Figures for Fishergate fell to the low hundreds, sometimes only double figures per month. But they have started to creep back up, with last month (November) going over 1,000 for the first time in almost two years.
Broughton’s bus lane cameras were switched on in May 2018 and they too have taken rich pickings from motorists trying to take a short cut instead of following the authorised route via a roundabout on James Towers Way. As many as 85 a day have been snapped in the bus lane.
And the new Tithebarn Street no-go zone for general traffic near to the city’s bus station, which only came into being in May, has been well used by unsuspecting drivers, with as many as 1,100 a month being issued with tickets.
Right through the past five years LCC has repeatedly urged motorists in advertising campaigns to steer clear of Preston’s bus lanes, but the figures show the warnings continue to fall on deaf ears.
In 2019 frustrated council officials asked: “Just what do we have to do to get the message across?”

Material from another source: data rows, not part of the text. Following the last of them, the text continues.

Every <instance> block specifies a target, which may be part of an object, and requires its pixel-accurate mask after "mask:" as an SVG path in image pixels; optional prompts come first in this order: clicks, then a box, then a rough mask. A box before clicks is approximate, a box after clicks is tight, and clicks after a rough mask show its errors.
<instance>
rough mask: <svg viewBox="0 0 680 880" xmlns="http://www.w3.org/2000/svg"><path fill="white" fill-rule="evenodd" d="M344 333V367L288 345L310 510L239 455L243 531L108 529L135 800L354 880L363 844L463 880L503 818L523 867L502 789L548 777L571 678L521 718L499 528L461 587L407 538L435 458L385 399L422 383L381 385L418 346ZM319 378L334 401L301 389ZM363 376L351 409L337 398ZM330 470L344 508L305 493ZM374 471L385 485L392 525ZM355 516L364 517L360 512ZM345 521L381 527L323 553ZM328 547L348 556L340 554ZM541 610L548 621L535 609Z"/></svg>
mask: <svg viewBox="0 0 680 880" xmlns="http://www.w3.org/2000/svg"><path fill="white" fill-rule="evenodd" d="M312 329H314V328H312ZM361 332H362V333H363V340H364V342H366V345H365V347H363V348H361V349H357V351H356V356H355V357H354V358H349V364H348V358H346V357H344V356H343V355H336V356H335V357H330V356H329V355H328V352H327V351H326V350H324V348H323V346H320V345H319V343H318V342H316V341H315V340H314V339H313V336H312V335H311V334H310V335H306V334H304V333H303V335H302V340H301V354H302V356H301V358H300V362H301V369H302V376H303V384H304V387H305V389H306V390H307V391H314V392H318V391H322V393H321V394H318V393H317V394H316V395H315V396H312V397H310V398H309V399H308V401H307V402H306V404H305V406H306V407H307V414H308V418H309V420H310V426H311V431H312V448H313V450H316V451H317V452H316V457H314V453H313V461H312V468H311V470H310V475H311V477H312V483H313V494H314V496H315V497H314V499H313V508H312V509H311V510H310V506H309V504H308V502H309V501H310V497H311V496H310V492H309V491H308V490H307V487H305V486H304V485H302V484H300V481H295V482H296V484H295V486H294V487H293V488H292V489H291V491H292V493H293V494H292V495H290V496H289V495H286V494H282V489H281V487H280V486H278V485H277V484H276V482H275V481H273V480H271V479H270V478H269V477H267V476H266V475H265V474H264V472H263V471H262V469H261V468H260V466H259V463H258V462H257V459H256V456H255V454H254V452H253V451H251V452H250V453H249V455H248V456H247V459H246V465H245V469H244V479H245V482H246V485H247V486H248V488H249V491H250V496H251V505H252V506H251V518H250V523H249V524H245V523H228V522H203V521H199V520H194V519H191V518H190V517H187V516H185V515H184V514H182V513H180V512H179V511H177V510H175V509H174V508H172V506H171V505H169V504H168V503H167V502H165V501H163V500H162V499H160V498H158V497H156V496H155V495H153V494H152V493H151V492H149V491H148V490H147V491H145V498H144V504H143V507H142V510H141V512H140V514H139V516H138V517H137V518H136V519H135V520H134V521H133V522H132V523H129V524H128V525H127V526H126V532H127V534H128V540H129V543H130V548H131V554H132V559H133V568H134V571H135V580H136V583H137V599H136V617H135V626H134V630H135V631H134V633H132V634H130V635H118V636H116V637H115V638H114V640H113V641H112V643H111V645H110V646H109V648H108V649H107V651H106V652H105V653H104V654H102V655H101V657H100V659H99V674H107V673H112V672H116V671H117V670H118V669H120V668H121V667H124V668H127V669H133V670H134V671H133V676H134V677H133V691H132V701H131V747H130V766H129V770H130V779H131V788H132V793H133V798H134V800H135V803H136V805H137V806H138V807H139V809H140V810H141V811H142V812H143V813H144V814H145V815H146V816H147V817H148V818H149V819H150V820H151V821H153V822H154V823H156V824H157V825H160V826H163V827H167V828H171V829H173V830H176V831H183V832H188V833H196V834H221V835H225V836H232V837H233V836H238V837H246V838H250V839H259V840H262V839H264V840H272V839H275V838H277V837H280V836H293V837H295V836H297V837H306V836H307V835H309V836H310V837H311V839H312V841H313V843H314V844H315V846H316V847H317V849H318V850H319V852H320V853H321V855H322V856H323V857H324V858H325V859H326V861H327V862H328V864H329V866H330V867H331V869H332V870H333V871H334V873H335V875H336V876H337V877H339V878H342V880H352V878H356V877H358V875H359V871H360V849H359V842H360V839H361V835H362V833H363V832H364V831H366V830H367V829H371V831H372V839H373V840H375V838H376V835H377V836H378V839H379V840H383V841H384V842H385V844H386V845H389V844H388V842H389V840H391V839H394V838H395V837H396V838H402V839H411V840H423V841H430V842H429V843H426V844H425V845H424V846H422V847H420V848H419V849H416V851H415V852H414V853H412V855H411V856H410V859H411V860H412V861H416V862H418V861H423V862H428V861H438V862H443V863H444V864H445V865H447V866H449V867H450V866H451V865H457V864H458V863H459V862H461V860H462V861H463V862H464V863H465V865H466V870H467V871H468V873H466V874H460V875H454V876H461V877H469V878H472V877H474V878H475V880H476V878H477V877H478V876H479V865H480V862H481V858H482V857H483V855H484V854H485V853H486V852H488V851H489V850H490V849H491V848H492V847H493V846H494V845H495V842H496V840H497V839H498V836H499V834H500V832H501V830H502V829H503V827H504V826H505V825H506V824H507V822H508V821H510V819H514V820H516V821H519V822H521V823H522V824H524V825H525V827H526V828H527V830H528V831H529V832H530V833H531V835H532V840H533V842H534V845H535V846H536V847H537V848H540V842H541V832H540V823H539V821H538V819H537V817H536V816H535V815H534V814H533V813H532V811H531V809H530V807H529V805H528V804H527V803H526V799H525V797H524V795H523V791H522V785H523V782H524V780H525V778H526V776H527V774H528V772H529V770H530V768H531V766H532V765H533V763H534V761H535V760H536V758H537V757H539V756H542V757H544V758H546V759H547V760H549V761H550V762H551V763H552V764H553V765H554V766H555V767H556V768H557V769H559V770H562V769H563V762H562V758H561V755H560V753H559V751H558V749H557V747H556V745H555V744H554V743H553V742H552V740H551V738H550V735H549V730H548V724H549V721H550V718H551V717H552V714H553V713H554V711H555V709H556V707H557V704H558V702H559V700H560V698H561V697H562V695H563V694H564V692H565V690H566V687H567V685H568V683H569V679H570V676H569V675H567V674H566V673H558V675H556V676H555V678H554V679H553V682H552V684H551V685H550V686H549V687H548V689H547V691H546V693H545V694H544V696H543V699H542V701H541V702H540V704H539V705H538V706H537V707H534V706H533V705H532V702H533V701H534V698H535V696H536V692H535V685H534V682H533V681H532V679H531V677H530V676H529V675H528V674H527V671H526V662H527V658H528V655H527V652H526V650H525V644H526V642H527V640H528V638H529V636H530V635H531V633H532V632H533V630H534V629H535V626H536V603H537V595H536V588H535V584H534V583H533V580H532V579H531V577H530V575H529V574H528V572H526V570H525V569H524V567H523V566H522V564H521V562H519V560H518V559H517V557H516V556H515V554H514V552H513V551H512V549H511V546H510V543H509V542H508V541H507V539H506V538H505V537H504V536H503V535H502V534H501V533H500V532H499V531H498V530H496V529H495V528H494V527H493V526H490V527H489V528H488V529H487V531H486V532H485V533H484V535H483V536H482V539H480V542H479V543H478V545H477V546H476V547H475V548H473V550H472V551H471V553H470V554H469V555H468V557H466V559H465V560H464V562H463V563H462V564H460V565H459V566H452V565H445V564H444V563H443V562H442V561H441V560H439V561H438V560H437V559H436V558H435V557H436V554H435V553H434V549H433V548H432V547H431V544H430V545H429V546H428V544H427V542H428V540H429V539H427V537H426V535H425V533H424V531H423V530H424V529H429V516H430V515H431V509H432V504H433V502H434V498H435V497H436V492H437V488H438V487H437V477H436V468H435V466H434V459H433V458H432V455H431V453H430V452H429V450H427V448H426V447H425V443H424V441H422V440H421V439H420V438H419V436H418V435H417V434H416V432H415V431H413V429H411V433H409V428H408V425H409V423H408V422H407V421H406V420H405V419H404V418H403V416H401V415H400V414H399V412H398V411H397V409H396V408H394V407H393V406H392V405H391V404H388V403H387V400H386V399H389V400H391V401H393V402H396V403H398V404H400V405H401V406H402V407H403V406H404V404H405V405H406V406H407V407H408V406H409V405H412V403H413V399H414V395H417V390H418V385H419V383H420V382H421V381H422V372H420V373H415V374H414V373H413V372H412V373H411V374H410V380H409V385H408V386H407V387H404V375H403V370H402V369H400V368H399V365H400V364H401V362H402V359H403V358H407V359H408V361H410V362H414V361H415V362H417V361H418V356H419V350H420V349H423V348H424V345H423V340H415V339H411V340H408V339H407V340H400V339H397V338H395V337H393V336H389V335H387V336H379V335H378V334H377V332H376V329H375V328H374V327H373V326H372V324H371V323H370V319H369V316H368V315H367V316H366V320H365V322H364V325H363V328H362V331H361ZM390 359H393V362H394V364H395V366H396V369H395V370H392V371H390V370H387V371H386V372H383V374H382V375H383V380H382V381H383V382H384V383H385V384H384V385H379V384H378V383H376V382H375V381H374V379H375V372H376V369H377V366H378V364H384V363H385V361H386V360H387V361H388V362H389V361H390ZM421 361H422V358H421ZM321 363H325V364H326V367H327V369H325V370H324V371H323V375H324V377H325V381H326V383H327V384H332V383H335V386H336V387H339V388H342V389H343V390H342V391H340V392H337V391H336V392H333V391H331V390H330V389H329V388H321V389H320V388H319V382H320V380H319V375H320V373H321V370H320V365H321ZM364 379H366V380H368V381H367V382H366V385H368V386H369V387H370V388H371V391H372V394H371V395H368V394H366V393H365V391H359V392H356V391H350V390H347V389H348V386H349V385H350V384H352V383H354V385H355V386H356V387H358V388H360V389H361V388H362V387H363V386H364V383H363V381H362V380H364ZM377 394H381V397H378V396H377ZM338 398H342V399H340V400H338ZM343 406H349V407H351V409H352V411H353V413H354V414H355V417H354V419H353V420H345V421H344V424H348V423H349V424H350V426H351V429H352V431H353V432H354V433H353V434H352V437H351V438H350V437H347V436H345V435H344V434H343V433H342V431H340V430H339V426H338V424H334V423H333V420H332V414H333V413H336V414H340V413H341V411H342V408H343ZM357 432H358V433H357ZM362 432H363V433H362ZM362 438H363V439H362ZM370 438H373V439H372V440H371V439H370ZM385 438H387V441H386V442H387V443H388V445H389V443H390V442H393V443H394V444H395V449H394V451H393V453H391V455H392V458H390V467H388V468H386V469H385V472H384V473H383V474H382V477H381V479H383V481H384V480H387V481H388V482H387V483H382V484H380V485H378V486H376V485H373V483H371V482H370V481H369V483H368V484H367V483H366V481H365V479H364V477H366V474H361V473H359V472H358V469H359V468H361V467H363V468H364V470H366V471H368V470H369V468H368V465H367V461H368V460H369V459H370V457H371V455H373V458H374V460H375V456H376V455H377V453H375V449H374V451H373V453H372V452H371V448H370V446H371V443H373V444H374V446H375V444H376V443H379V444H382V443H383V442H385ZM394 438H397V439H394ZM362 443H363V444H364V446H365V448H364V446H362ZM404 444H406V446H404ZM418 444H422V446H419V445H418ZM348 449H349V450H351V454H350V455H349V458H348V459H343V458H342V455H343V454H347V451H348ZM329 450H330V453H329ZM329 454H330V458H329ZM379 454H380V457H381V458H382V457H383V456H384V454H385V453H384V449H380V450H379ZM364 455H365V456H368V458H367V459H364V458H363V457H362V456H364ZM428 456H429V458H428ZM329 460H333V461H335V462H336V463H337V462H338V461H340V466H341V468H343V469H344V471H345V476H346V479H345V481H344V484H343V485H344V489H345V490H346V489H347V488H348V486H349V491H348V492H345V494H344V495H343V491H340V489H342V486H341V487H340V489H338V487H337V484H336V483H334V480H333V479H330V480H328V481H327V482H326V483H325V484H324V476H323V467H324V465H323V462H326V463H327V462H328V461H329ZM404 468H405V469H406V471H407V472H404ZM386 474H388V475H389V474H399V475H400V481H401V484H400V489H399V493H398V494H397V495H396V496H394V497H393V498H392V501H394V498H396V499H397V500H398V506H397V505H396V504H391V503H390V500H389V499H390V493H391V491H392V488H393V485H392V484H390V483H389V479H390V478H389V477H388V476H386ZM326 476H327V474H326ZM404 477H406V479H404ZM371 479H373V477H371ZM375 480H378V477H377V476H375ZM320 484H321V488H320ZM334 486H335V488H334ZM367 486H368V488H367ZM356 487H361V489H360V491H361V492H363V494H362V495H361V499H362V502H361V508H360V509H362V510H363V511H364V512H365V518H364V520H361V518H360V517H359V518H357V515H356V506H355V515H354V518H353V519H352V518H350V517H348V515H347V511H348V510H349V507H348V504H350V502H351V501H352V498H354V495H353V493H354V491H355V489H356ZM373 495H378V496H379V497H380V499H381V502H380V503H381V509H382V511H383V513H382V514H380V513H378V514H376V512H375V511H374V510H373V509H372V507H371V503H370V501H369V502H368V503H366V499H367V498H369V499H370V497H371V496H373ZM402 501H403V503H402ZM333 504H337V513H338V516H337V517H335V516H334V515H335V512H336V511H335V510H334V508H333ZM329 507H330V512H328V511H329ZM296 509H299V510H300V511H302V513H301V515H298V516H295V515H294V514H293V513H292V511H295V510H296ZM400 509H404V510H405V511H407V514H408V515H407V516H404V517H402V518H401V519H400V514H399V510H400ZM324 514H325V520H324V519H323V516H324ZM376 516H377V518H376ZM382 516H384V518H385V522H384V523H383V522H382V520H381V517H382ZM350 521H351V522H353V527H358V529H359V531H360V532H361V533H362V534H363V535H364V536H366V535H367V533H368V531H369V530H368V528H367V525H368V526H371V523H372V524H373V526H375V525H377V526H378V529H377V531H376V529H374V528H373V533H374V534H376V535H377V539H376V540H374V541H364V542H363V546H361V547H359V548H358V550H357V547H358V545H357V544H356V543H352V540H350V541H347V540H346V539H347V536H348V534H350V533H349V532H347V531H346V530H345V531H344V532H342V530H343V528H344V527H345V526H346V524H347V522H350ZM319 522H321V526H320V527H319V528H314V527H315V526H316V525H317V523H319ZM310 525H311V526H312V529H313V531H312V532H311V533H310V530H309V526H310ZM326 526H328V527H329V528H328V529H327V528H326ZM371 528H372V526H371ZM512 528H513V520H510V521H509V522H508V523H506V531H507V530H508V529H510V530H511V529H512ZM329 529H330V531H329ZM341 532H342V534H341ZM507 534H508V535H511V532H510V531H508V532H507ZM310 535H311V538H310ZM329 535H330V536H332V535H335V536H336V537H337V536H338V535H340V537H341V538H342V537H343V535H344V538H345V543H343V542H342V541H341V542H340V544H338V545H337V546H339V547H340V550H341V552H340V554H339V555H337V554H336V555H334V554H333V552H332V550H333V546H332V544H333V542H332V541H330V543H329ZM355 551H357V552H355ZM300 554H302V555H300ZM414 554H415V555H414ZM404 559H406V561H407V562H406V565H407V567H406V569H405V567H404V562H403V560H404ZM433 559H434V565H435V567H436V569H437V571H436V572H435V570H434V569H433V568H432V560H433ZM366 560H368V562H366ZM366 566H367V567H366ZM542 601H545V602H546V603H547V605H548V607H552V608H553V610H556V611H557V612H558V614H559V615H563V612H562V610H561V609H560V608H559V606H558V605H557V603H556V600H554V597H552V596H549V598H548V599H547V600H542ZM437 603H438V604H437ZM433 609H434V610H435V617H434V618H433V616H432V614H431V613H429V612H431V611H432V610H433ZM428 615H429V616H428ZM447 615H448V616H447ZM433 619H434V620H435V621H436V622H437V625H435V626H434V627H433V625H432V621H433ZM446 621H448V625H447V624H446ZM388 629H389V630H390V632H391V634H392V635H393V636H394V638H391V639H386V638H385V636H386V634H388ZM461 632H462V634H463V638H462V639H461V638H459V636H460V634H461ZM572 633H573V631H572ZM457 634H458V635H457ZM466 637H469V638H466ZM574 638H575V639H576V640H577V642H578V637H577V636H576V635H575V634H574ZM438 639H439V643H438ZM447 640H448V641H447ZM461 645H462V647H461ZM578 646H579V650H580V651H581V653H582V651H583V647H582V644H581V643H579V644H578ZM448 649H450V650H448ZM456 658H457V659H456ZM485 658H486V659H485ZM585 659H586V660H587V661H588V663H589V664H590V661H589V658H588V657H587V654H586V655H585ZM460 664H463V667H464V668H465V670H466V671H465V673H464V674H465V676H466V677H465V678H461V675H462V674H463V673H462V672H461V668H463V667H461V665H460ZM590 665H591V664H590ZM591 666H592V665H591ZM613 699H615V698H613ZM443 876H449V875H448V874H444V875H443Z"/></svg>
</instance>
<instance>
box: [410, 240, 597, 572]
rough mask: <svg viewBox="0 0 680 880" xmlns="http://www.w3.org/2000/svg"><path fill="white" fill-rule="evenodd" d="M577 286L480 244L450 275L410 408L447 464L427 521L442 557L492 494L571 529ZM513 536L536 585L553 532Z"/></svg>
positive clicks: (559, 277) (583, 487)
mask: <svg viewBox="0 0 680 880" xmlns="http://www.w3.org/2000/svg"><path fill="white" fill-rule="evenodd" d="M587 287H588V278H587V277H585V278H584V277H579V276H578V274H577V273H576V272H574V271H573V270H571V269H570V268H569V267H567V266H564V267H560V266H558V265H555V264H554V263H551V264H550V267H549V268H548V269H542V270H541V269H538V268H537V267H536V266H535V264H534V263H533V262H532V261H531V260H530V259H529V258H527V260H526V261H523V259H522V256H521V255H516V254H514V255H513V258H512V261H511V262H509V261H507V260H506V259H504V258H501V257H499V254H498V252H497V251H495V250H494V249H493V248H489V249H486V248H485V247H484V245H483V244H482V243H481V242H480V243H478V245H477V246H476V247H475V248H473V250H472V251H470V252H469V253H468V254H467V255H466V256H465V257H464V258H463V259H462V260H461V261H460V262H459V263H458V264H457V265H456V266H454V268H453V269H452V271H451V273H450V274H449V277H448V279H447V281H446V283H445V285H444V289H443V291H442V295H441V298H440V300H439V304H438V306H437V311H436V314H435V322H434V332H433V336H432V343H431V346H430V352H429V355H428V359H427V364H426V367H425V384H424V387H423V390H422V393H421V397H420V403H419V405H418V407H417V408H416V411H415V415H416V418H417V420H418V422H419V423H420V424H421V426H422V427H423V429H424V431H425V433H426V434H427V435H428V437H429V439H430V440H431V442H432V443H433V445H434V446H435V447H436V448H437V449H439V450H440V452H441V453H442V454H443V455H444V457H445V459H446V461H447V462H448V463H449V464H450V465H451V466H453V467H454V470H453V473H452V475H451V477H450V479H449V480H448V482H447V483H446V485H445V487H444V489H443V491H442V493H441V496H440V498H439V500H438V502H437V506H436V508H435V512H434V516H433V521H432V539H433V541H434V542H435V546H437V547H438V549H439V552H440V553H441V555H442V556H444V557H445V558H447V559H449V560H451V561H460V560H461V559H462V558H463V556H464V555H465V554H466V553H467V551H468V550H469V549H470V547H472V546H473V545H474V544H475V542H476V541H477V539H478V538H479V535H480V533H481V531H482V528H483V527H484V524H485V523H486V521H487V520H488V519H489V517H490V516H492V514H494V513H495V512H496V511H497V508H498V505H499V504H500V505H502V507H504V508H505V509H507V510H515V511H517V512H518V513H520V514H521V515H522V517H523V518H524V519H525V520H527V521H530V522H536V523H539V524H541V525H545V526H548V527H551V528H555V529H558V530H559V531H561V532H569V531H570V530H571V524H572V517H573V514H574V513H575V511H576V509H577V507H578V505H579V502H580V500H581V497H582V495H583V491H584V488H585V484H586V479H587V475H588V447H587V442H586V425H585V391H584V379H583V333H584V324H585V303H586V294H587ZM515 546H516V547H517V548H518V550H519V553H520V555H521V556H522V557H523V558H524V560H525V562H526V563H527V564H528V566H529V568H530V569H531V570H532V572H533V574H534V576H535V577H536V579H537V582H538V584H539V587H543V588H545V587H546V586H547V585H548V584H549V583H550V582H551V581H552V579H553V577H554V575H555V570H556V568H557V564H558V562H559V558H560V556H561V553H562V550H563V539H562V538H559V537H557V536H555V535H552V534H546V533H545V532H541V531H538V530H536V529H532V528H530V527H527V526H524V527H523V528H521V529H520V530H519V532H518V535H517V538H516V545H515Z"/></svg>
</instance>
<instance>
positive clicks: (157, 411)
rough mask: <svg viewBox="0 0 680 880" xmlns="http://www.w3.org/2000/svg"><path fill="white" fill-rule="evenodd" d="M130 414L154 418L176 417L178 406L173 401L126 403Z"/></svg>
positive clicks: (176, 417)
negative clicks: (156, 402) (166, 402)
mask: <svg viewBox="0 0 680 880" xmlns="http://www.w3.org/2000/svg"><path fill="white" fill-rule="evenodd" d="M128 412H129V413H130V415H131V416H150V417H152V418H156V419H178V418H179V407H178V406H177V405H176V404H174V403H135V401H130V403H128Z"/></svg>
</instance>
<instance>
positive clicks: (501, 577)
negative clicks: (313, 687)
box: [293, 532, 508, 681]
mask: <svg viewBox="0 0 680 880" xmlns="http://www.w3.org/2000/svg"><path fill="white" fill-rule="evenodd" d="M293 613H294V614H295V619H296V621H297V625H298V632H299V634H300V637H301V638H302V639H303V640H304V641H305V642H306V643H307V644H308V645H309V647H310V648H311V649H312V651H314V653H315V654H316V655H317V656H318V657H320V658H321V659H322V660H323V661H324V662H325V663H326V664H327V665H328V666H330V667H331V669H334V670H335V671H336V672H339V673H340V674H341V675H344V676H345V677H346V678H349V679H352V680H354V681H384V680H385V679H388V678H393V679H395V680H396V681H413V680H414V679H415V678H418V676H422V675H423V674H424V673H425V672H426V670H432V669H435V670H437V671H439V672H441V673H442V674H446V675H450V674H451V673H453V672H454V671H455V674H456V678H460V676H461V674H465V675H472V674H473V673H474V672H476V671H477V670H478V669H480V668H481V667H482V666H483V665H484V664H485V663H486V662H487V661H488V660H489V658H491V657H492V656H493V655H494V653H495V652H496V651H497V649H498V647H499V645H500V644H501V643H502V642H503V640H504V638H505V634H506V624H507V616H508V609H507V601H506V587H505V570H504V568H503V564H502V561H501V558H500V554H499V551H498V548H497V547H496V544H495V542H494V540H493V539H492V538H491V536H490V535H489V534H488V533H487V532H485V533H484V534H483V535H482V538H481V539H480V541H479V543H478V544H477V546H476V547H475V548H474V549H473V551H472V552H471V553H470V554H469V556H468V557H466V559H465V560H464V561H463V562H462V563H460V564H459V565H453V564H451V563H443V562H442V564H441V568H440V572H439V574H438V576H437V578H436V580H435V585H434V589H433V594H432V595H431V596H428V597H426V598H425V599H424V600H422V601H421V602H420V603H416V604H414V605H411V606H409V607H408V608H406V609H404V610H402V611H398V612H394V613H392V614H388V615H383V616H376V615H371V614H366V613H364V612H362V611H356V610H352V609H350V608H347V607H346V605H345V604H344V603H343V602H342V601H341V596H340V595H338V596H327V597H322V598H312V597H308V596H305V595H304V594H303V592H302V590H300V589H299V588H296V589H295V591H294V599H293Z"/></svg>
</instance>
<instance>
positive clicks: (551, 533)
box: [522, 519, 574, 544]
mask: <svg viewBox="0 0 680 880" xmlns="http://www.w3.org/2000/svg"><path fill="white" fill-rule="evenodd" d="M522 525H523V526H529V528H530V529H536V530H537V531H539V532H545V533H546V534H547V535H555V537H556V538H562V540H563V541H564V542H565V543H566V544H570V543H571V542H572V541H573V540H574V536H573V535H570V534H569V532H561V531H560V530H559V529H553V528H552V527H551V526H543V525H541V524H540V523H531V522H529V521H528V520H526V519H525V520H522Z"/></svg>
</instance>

Peter Bell, LCC’s regulation and enforcement manager told the Post: “The bus lanes in central Preston have contributed to making a really positive difference to the way traffic is managed in the city centre and Broughton.
“The reason for having the bus lanes is to improve travel and we would be happy if everyone did the right thing, they didn’t need to be enforced, and we didn’t make a penny from them.
“The bus lanes are clearly signed and marked. We would rather that nobody used them as a short cut.
“However the enforcement cameras provide a deterrent, which is clearly needed as we can see from the numbers of people who continue to contravene the regulations.”
Coun Motala argued that far from making “a really positive difference,” the bus lanes and their cameras are driving many people away from visiting Preston, as well as just moving traffic congestion to different parts of the city.
“I live in the Frenchwood area and traffic problems caused by diverting drivers away from bus lanes are a nightmare for a lot of people in our neighbourhood,” he said.
“All it is doing is creating more problems in other areas which didn’t have problems before. Far from being positive, I’d say bus lanes have had a negative impact on certain parts of the city.
“They have closed off a lot of areas from traffic and made it worse for others.
“I am disabled and one day, when I was going to a meeting at County Hall, it took me almost an hour and a half to get there from home. I was sitting in my car stuck in traffic from 4:15pm to after 5:30pm.
“Had I been able to go down Fishergate then it would probably have taken me no more than five minutes. But it can be a two-mile detour to get from the top of Mount Street to Corporation Street - just because something like 50 yards of Fishergate is closed to all but buses, black cabs and bicycles.
“It wouldn’t be so bad if the traffic management system worked better in Preston. But the traffic lights are badly phased so it’s stop and start and congestion just gets worse.
“It wouldn’t surprise me if Preston gets a congestion charge system in years to come. And that will drive even more people out of the city. So there will be no-one and nothing left.”